Genève L’encaveur a porté plainte contre le détective et le journaliste de la RTS

«Je ne voulais me fâcher avec personne.» C’est ainsi que le détective privé a justifié jeudi son double jeu consistant à traquer les fuites pouvant nuire à un Dominique Giroud gagné par l’anxiété tout en remettant lui-même des documents sensibles à un journaliste de la RTS dépeint comme particulièrement «pressant». Une explication qui a fait sourire les participants à la confrontation tant attendue entre les quatre prévenus du dossier. Les avocats, qui espéraient pouvoir faire le tour de cette affaire de piratage en une journée et obtenir ainsi la libération rapide de leurs clients, devront sans doute déchanter. Les choses avancent lentement.

L’exercice a débuté calmement. Il faut dire que l’interrogatoire croisé a d’abord été axé sur les relations entre les protagonistes de cette affaire hors du commun. Tout un programme. A la mi-journée, le thème central – soit le hacking des ordinateurs des deux journalistes du Temps et de la RTS – n’avait pas encore été abordé. «On en est à l’apéritif», précisait Me Saskia Ditisheim, l’avocate du détective privé.

Plainte de l’encaveur

Ce chapitre complexe se divise en plusieurs groupes. Il y a les liens déjà anciens unissant Dominique Giroud et l’agent du Service de renseignement de la Confédération (SRC). Il y a aussi l’association trouble de cet agent avec le détective privé et leur assemblage avec le hacker potentiel. Il y a enfin une autre relation qui s’est invitée à ce débat en faisant l’effet d’une petite bombe. Celle formée par le détective et le journaliste de la RTS.

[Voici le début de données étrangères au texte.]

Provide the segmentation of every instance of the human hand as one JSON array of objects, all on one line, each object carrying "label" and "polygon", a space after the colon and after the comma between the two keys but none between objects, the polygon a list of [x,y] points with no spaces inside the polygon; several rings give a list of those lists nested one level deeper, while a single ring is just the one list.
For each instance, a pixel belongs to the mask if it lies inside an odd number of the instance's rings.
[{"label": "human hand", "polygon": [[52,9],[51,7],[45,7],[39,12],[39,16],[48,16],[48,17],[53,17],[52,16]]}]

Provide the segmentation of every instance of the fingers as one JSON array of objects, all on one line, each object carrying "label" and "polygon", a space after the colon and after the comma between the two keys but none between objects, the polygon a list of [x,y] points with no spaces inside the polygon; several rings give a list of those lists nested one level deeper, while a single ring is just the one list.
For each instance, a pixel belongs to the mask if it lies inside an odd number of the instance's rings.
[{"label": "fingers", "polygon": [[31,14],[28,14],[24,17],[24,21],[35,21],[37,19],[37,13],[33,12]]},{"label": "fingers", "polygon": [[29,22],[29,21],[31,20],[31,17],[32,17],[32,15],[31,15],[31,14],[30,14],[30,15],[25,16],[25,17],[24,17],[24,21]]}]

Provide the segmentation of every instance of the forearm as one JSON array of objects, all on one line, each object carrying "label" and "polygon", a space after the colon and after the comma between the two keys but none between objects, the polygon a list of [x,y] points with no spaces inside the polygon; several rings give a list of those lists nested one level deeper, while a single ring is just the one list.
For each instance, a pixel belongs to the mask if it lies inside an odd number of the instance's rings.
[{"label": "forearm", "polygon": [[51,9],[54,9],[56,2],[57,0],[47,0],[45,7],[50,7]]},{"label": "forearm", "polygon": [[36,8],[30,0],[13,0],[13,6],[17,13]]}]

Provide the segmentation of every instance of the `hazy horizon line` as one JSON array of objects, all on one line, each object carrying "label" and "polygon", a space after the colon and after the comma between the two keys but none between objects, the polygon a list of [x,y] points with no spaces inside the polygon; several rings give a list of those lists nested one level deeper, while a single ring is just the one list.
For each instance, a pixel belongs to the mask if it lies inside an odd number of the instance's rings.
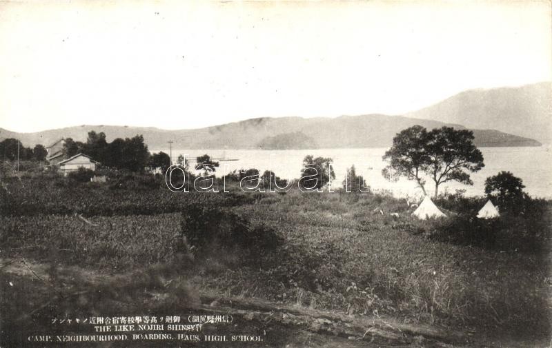
[{"label": "hazy horizon line", "polygon": [[[467,90],[464,90],[460,91],[458,92],[456,92],[456,93],[455,93],[453,94],[451,94],[451,95],[447,96],[446,98],[444,98],[443,99],[440,99],[440,100],[439,100],[439,101],[436,101],[436,102],[435,102],[435,103],[433,103],[432,104],[430,104],[430,105],[428,105],[427,106],[425,106],[424,108],[421,108],[420,109],[417,109],[417,110],[415,110],[408,111],[408,112],[404,112],[404,113],[402,113],[402,114],[386,114],[386,113],[382,113],[382,112],[368,112],[368,113],[362,113],[362,114],[340,114],[340,115],[336,115],[336,116],[296,116],[296,115],[293,115],[293,116],[252,116],[252,117],[248,117],[248,118],[242,119],[237,120],[237,121],[233,121],[226,122],[226,123],[224,123],[213,124],[211,125],[208,125],[208,126],[206,126],[206,127],[197,127],[197,128],[161,128],[161,127],[157,127],[155,125],[129,125],[129,124],[121,125],[121,124],[106,124],[106,123],[98,125],[98,124],[92,124],[92,123],[81,123],[81,124],[74,124],[74,125],[66,125],[66,126],[61,127],[57,127],[57,128],[43,129],[43,130],[37,130],[37,131],[34,131],[34,132],[19,132],[19,131],[17,131],[17,130],[9,130],[9,129],[6,128],[4,127],[2,127],[1,125],[0,125],[0,129],[3,129],[4,130],[6,130],[8,132],[10,132],[12,133],[18,133],[18,134],[40,133],[41,132],[47,132],[47,131],[49,131],[49,130],[63,130],[63,129],[65,129],[65,128],[72,128],[72,127],[84,127],[84,126],[94,126],[94,127],[108,126],[108,127],[135,127],[135,128],[155,128],[155,129],[157,129],[157,130],[162,130],[162,131],[176,132],[176,131],[186,131],[186,130],[192,131],[192,130],[204,130],[204,129],[210,128],[210,127],[217,127],[217,126],[219,126],[219,125],[229,125],[229,124],[233,124],[233,123],[239,123],[240,122],[244,122],[244,121],[246,121],[254,120],[254,119],[286,119],[286,118],[288,118],[288,119],[297,118],[297,119],[338,119],[339,117],[348,117],[348,116],[349,116],[349,117],[355,117],[355,116],[371,116],[371,115],[382,115],[382,116],[393,116],[393,117],[406,117],[406,118],[408,118],[408,119],[416,119],[426,120],[426,121],[435,121],[435,120],[428,119],[418,119],[418,118],[415,118],[415,117],[409,117],[408,116],[406,116],[406,115],[408,114],[415,112],[416,111],[419,111],[419,110],[423,110],[423,109],[424,109],[426,108],[429,108],[429,107],[435,105],[437,105],[437,104],[438,104],[440,103],[442,103],[442,101],[446,101],[446,100],[447,100],[447,99],[448,99],[450,98],[452,98],[452,97],[453,97],[455,96],[457,96],[457,95],[460,94],[462,93],[464,93],[464,92],[469,92],[469,91],[489,91],[489,90],[497,90],[497,89],[502,89],[502,88],[520,88],[525,87],[525,86],[529,86],[529,85],[538,85],[538,84],[541,84],[541,83],[552,83],[552,80],[544,80],[544,81],[536,81],[536,82],[524,83],[524,84],[522,84],[522,85],[516,85],[497,86],[497,87],[493,87],[493,88],[469,88],[469,89],[467,89]],[[446,122],[442,122],[442,123],[446,123]]]}]

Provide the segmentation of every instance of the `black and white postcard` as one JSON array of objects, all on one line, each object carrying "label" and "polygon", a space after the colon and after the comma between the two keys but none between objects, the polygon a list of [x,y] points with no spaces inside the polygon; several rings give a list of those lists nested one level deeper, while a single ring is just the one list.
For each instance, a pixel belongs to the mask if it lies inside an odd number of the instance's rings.
[{"label": "black and white postcard", "polygon": [[0,348],[549,348],[551,28],[0,1]]}]

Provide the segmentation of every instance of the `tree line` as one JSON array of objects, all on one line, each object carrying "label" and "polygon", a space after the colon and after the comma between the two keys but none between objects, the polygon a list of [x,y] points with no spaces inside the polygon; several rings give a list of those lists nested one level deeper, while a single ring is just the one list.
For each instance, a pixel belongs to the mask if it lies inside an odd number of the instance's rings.
[{"label": "tree line", "polygon": [[21,141],[13,138],[8,138],[0,141],[0,161],[17,161],[18,156],[20,161],[44,161],[48,152],[40,144],[34,147],[26,147]]}]

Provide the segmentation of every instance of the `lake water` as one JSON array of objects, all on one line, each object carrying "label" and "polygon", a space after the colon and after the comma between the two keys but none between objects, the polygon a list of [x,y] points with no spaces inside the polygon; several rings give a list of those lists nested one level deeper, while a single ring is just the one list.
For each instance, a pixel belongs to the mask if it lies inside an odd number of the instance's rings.
[{"label": "lake water", "polygon": [[[385,166],[382,161],[387,148],[368,149],[318,149],[293,150],[173,150],[172,158],[179,154],[188,158],[208,154],[213,158],[235,158],[237,161],[221,161],[217,175],[221,176],[235,170],[256,168],[261,171],[271,170],[278,176],[291,179],[299,177],[305,156],[312,154],[331,157],[333,159],[335,180],[333,186],[342,185],[347,167],[354,165],[357,174],[362,175],[373,189],[391,190],[396,196],[420,196],[421,190],[413,181],[400,180],[391,183],[382,176]],[[446,183],[440,186],[440,192],[453,193],[456,189],[466,190],[466,194],[482,195],[485,179],[502,170],[509,171],[521,178],[525,191],[533,197],[552,198],[552,149],[547,146],[538,147],[480,147],[485,167],[477,173],[471,173],[473,185],[458,183]],[[169,153],[168,149],[159,149]],[[154,152],[154,151],[152,151]],[[193,164],[193,161],[190,163]],[[427,180],[428,193],[433,192],[433,181]]]}]

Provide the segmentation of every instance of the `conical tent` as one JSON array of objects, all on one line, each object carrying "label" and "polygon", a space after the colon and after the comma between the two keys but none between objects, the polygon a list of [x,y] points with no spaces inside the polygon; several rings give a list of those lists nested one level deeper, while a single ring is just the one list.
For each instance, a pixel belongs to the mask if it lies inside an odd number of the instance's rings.
[{"label": "conical tent", "polygon": [[485,205],[481,208],[481,210],[477,213],[477,217],[480,218],[497,218],[500,214],[498,214],[498,210],[493,205],[493,202],[489,199]]},{"label": "conical tent", "polygon": [[446,216],[442,212],[439,210],[439,208],[433,204],[433,202],[431,201],[431,198],[428,196],[426,196],[417,209],[412,213],[412,215],[422,220],[425,220],[428,218]]}]

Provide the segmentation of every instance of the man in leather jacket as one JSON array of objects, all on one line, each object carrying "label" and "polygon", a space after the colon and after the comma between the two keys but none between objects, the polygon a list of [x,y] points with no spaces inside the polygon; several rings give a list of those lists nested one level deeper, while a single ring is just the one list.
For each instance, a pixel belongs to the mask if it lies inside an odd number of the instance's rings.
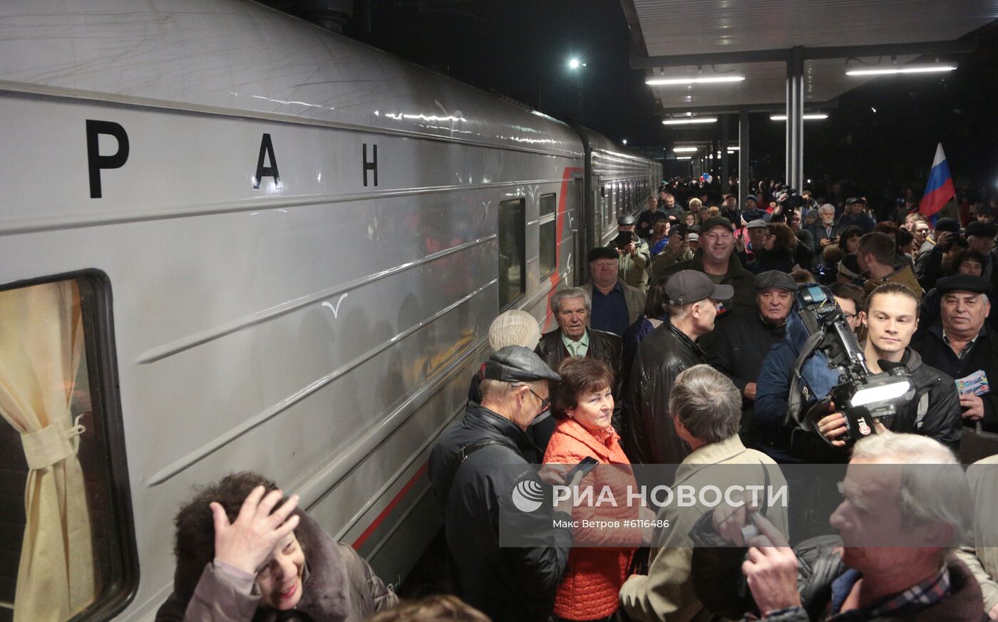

En apprenant par la procédure la trahison du détective engagé par ses soins, Dominique Giroud a immédiatement réagi. Marc Comina, intronisé tout récemment conseiller en communication du vigneron, confirme le dépôt d’une plainte pénale, déjà évoquée par plusieurs médias, pour escroquerie et abus de confiance. Il précise encore: «Cette plainte vise le détective mais aussi le journaliste de la RTS. Il n’est pas anodin et habituel d’avoir une transmission aussi systématique et importante de données. Cette relation assez inédite entre un informateur et un professionnel des médias mérite assurément une clarification. Ce d’autant plus que le journaliste en question n’a pas pu être entendu par la police au début de cette affaire car il ne s’est pas présenté à la convocation et n’a fourni aucune excuse.»

«Jusqu’au-boutisme»

De son côté, Me Jamil Soussi, conseil de la RTS, qualifie cette plainte, «si elle existe vraiment», de contre-feu. «Je comprends que Dominique Giroud soit vexé et déçu par le comportement de ce détective mais je ne comprends pas le reproche formulé à l’égard d’Yves Steiner, qui n’a fait que son travail de journaliste. Cette démarche traduit une approche jusqu’au-boutiste alors que Dominique Giroud ferait mieux de réfléchir à ses propres actions.» Selon Me Soussi, cette audience a permis au détective d’expliquer qu’il n’était pas la source unique d’Yves Steiner et que ce dernier connaissait parfois certaines informations avant de les recevoir de sa part. Le privé a enfin assuré n’avoir jamais touché le moindre centime pour ces fuites.

Le procureur général Olivier Jornot et la procureure Josepha Wohnrau ne sont sans doute pas au bout de leurs peines pour établir qui a fait et a pensé quoi dans ces projets de piratage. Comme le révélait jeudi le Tages-Anzeiger, une variante, apparemment abandonnée, aurait bien visé le magistrat vaudois Yvan Gillard, chargé de l’enquête sur les déboires fiscaux et vinicoles de Dominique Giroud.